Obiettivi dello Studio
Gli obiettivi principali dello studio sono:
- Verificare se FNP-223 può rallentare la progressione della PSP nell’arco di 52 settimane (circa 1 anno)
- Controllare quanto FNP-223 sia sicuro quando assunto per 52 settimane
- Comprendere come il farmaco influisce sulla gravità dei sintomi della PSP
- Osservare come FNP-223 impatta sulla funzione cognitiva (pensiero e memoria) e sulla qualità della vita
- Studiare come il farmaco viene elaborato nel corpo (farmacocinetica)[5]
Cosa Verrà Misurato?
Lo studio utilizzerà diversi strumenti per misurare gli effetti di FNP-223, tra cui:
- La Scala di Valutazione PSP (PSPRS): Misura la gravità dei sintomi della PSP
- Impressione Clinica Globale di Gravità (CGI-S): È la valutazione del medico sulla gravità della malattia
- Impressione Globale di Gravità del Paziente e del Caregiver (PGI-S e CaGI-S): Misurano quanto il paziente e il suo caregiver ritengano grave la malattia
- Valutazione Cognitiva di Montreal (MoCA): Testa la funzione cognitiva
- Scala della Qualità della Vita PSP (PSP-QoL): Misura come la PSP influisce sulla qualità della vita[6]

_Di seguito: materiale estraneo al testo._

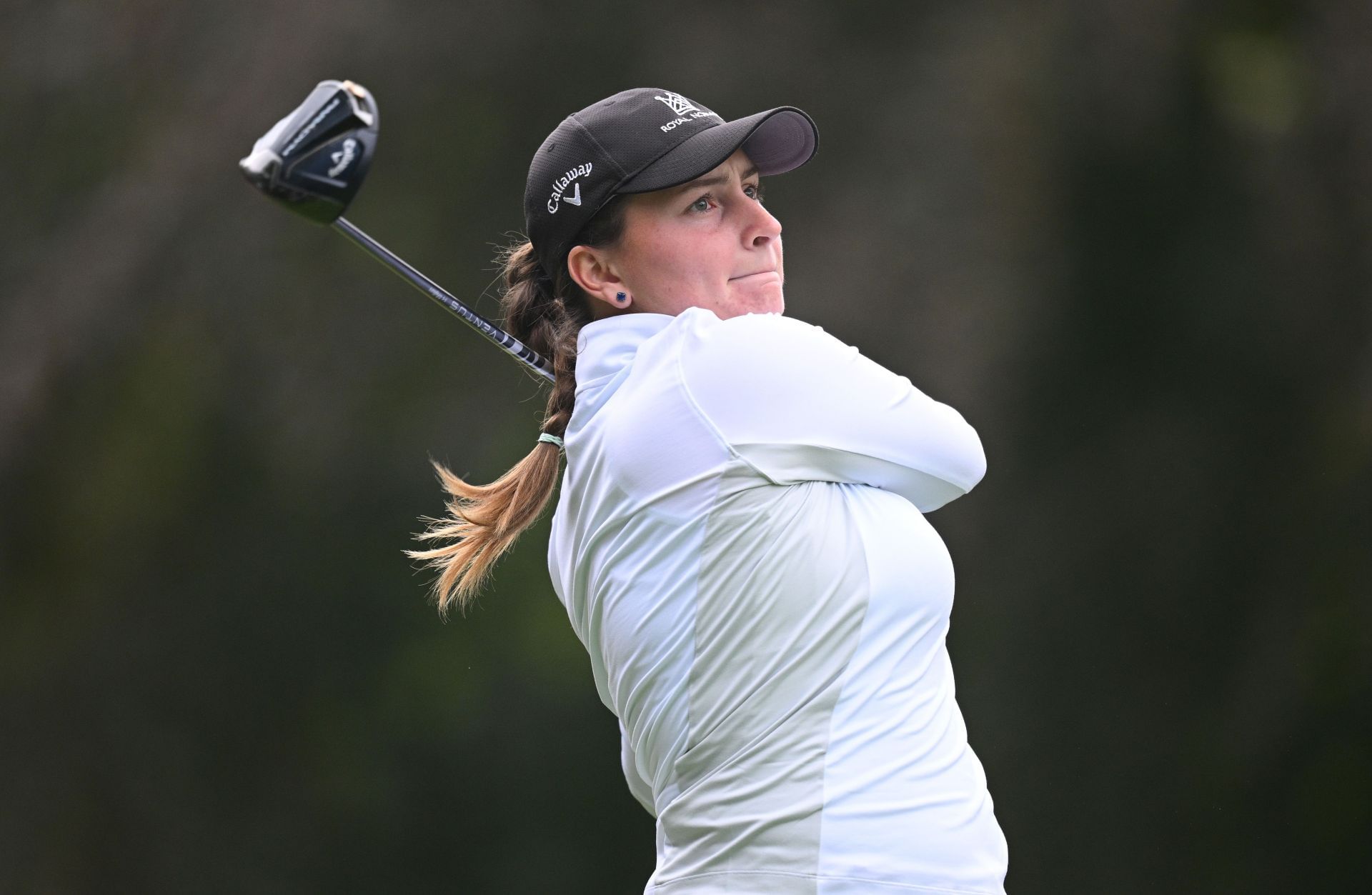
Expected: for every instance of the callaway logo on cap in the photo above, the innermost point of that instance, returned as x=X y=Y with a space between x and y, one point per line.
x=641 y=140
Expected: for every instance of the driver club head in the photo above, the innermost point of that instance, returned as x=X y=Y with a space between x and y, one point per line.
x=314 y=159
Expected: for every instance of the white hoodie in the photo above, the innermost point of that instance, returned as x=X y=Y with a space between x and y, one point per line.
x=740 y=543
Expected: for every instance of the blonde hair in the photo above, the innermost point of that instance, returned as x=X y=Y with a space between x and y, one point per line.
x=484 y=521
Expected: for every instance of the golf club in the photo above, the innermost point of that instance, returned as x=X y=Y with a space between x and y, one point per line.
x=313 y=162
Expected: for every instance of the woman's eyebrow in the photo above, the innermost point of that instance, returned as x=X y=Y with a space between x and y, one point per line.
x=714 y=181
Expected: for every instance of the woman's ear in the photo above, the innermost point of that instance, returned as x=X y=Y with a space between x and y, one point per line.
x=592 y=270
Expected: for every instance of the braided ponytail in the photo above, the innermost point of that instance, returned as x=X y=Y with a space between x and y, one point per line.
x=484 y=521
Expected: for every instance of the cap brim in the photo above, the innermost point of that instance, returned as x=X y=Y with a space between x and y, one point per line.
x=777 y=141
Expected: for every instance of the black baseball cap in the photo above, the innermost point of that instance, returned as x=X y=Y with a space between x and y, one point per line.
x=641 y=140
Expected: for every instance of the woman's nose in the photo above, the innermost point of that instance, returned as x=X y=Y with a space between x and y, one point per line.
x=763 y=225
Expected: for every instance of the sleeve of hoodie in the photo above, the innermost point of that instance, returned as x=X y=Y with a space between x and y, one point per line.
x=640 y=789
x=799 y=405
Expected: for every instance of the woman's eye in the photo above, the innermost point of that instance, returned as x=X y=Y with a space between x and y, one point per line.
x=752 y=191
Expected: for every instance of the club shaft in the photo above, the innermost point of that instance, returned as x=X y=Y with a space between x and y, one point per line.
x=512 y=346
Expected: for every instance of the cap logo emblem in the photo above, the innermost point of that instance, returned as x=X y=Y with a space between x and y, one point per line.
x=677 y=103
x=684 y=109
x=563 y=183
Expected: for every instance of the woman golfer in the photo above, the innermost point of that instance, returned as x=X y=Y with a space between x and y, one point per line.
x=740 y=538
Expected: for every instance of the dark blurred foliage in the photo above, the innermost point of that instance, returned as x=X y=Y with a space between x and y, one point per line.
x=1131 y=240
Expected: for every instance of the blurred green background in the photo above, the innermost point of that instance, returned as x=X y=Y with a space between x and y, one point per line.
x=1131 y=240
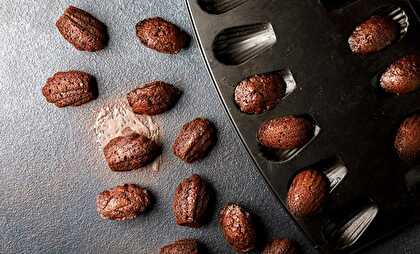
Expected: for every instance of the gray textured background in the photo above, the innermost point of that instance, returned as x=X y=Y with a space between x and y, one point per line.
x=51 y=169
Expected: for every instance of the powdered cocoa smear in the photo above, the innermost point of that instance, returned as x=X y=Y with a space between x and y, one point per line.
x=117 y=119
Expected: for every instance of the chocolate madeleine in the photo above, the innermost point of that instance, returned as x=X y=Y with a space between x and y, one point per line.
x=238 y=228
x=184 y=246
x=195 y=140
x=260 y=92
x=82 y=30
x=125 y=153
x=190 y=202
x=407 y=140
x=124 y=202
x=285 y=133
x=153 y=98
x=161 y=35
x=307 y=193
x=373 y=35
x=71 y=88
x=403 y=76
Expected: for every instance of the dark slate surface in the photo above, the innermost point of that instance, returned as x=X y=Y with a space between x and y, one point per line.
x=51 y=168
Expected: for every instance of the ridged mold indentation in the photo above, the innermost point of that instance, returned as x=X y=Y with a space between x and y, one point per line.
x=347 y=233
x=237 y=45
x=398 y=15
x=219 y=6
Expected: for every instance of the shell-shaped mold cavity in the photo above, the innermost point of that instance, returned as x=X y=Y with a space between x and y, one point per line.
x=283 y=156
x=289 y=80
x=237 y=45
x=219 y=6
x=398 y=15
x=336 y=173
x=346 y=233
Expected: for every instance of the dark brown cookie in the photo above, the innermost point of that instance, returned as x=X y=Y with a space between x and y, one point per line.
x=373 y=35
x=238 y=228
x=281 y=246
x=153 y=98
x=195 y=140
x=407 y=140
x=184 y=246
x=307 y=193
x=260 y=92
x=123 y=202
x=403 y=76
x=71 y=88
x=285 y=133
x=130 y=152
x=161 y=35
x=190 y=202
x=82 y=30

Potenziali Benefici e Rischi
Sebbene FNP-223 mostri promesse nel potenziale rallentamento della progressione della PSP, è importante ricordare che si tratta ancora di un farmaco sperimentale. Lo studio mira a determinare se sia sicuro ed efficace. Come per qualsiasi sperimentazione clinica, potrebbero esserci rischi ed effetti collaterali non ancora noti.

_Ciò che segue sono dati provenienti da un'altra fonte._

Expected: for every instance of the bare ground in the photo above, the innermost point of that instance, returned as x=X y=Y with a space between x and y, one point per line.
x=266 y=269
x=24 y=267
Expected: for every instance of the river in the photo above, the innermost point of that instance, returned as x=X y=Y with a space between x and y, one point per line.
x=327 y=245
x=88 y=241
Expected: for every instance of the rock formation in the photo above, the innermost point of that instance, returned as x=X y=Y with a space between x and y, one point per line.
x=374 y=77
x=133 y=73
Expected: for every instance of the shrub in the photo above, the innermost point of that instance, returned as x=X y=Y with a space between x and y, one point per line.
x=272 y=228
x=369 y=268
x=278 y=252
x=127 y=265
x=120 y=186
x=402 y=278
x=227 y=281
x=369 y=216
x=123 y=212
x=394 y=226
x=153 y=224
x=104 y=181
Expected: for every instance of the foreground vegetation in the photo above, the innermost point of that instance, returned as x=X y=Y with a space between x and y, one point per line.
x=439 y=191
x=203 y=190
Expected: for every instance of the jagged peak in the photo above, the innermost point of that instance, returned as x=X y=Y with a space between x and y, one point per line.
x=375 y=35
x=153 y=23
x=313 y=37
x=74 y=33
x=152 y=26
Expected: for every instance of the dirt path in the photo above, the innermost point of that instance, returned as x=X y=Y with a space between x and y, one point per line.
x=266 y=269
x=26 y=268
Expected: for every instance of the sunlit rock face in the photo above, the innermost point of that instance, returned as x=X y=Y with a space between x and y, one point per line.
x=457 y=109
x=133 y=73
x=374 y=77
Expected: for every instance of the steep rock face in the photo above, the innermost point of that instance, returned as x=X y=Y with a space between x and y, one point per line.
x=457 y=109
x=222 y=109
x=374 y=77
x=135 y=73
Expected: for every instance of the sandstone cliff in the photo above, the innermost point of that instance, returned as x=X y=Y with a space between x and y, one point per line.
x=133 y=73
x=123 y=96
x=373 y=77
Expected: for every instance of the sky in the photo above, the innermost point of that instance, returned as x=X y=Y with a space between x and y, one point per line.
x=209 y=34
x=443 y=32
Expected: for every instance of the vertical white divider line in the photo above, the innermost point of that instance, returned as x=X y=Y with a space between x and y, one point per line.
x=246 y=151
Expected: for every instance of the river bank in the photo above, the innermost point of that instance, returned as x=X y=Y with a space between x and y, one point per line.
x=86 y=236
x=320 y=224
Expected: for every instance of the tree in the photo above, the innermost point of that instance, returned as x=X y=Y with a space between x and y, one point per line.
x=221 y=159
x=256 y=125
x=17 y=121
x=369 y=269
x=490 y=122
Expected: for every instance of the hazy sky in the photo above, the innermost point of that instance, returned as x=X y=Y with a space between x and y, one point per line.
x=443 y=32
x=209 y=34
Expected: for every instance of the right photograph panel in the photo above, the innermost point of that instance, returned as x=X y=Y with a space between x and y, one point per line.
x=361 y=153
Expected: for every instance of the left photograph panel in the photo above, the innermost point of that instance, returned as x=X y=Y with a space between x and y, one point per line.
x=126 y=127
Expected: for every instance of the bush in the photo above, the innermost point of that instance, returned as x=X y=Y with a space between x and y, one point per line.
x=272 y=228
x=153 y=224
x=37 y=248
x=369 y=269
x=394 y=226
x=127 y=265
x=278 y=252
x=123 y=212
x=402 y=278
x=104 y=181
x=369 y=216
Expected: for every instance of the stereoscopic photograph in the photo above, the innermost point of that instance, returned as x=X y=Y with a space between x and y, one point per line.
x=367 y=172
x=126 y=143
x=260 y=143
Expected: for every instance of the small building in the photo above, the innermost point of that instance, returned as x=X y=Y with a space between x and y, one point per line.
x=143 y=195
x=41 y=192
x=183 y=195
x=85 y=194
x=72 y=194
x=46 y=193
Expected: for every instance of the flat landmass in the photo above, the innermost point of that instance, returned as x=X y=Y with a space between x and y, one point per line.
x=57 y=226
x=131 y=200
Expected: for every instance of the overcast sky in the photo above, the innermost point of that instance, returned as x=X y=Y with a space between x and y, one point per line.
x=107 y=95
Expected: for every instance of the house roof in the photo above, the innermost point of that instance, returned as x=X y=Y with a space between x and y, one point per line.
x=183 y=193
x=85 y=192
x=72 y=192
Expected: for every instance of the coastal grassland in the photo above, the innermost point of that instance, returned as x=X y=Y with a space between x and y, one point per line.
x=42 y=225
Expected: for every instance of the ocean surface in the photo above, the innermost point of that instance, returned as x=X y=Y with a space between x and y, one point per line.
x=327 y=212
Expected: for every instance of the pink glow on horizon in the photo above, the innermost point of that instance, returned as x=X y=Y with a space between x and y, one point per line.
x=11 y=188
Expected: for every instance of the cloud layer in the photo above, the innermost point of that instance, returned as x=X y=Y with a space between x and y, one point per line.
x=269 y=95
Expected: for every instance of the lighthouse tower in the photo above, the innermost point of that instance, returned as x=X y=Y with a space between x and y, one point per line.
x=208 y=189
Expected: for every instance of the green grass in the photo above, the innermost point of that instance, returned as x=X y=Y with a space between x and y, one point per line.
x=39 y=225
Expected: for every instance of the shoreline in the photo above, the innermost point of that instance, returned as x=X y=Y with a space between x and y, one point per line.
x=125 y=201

I partecipanti allo studio saranno attentamente monitorati per eventuali effetti collaterali o cambiamenti nella loro condizione. Lo studio esaminerà anche come FNP-223 influisce su aspetti come gli esami del sangue, la funzione cardiaca (ECG) e la salute mentale[7].
Se tu o un tuo caro soffrite di PSP e siete interessati a questo studio, è importante discuterne con il vostro medico curante. Potrà aiutarvi a capire se potreste essere idonei e se la partecipazione allo studio potrebbe essere adatta a voi.